I am going to cut and paste my post of yesterday as I'm not sure you read it.
"I accept that some of you are protective towards your young and don't like to let them out of your sight. There is nothing wrong with that and you should obviously do what is right for you as parents. I don't think anyone has the right to say "That's crap and it makes you a suffocating mother".
But neither do you have the right to say the opposite to those of us who aren't so protective.
I was brought up in the town. I was left playing out by myself for hours at a time. If my mother wanted me she would send one of my older siblings to find me. She didn't know where I was or who I was with, but I wasn't so different from all my friends who were brought up the same way. And that was in the midst of the Moors Murders.

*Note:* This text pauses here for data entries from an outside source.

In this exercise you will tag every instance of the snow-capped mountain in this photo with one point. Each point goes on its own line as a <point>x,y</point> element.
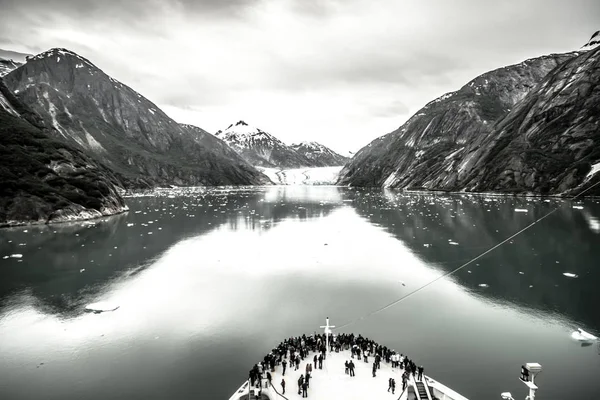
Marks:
<point>10,60</point>
<point>121,128</point>
<point>593,42</point>
<point>319,154</point>
<point>530,127</point>
<point>260,148</point>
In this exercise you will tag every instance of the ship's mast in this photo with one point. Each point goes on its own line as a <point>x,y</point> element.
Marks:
<point>327,329</point>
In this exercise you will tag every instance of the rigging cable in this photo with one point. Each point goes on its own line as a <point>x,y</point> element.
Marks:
<point>393,303</point>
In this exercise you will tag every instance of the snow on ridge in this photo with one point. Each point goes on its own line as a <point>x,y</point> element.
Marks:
<point>4,103</point>
<point>241,134</point>
<point>594,170</point>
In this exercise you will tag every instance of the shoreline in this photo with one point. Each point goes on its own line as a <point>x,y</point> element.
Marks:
<point>19,224</point>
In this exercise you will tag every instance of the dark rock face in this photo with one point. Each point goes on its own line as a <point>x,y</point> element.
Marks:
<point>319,155</point>
<point>8,65</point>
<point>44,180</point>
<point>116,125</point>
<point>550,141</point>
<point>443,145</point>
<point>260,148</point>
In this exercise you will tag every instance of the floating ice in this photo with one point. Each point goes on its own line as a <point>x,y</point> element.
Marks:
<point>583,336</point>
<point>101,307</point>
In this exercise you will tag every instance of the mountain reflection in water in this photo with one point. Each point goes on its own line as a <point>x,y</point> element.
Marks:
<point>208,280</point>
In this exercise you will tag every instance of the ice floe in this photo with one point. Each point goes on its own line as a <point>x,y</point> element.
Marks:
<point>101,307</point>
<point>583,336</point>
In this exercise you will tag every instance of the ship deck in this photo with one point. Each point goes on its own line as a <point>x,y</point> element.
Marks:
<point>332,382</point>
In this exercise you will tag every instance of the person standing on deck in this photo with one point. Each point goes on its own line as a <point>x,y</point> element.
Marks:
<point>269,378</point>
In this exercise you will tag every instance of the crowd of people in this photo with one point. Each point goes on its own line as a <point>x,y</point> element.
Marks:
<point>293,351</point>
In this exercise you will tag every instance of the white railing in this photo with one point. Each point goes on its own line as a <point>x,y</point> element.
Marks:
<point>443,392</point>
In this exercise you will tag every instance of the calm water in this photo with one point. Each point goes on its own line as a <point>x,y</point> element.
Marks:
<point>208,281</point>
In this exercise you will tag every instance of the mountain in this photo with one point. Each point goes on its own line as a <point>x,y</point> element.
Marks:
<point>550,141</point>
<point>8,65</point>
<point>44,180</point>
<point>439,147</point>
<point>10,60</point>
<point>261,148</point>
<point>319,155</point>
<point>118,126</point>
<point>593,42</point>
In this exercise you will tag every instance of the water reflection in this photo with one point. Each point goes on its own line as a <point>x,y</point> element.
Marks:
<point>208,281</point>
<point>65,265</point>
<point>447,231</point>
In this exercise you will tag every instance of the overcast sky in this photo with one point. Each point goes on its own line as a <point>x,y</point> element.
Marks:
<point>341,72</point>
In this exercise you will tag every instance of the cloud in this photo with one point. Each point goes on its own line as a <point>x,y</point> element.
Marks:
<point>345,71</point>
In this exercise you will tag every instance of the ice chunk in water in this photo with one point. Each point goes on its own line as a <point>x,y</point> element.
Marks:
<point>582,335</point>
<point>101,307</point>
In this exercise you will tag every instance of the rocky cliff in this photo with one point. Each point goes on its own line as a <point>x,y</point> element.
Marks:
<point>447,144</point>
<point>260,148</point>
<point>550,141</point>
<point>114,124</point>
<point>319,155</point>
<point>44,180</point>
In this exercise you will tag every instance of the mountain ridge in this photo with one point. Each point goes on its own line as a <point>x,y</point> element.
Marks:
<point>437,148</point>
<point>263,149</point>
<point>113,123</point>
<point>44,180</point>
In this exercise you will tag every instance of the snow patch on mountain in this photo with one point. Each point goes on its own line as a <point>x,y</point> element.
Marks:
<point>302,176</point>
<point>4,103</point>
<point>241,135</point>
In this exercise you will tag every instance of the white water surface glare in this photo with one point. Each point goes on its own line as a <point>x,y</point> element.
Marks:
<point>179,297</point>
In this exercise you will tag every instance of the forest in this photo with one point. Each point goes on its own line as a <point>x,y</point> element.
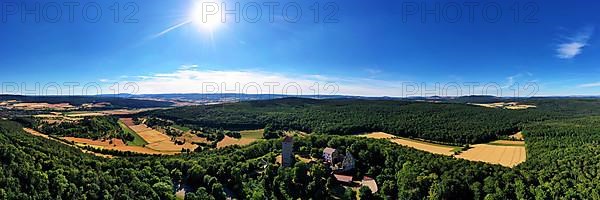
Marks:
<point>115,102</point>
<point>444,122</point>
<point>563,160</point>
<point>100,127</point>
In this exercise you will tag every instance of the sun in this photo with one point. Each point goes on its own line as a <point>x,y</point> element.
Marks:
<point>205,22</point>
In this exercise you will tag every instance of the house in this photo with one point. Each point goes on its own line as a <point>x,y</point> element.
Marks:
<point>343,178</point>
<point>338,163</point>
<point>329,154</point>
<point>349,162</point>
<point>287,152</point>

Now I hardly see any kids playing out. They are all sat at home on their computer games where parents can see them. Just in case there happens to be a paedo round the corner who will snatch them.
And you know what? Whenever anything goes wrong, no matter what it is, it is always the mother who gets the blame. That is what really gets my back up. As if we don't have enough responsibility and people judging our every move! Honestly, if you feed your child a sausage roll you'd have a thread on Mumsnet condemning you.
We all love our children dearly, so why can't we just leave each other to get on with parenting the way we each see fit? And instead of blaming the mother when things go tragically wrong, why can't we have a heart and give them all our love and sympathy instead? Or is that too much to ask?"
That is my stance. I have not argued that any of you are wrong to be protective. I have not passionately argued the opposite. I have argued that the McCann case should not be used so cheaply and held aloft as a warning to parents. That, I feel strongly about. Abduction is very very very rare and parents should not be made to feel frightened or paranoid that it will happen to them. That is scaremongering and I do believe that parents get enough crap thrown at them without this too.
So why don't we all take a deep breath, leave this thread to die and if you want to start another general one without mentioning the McCanns then go ahead. As I've said, this topic has been covered many times in Mumsnet and it can be very interesting. So long as the participants are prepared to listen and have a sense of humour.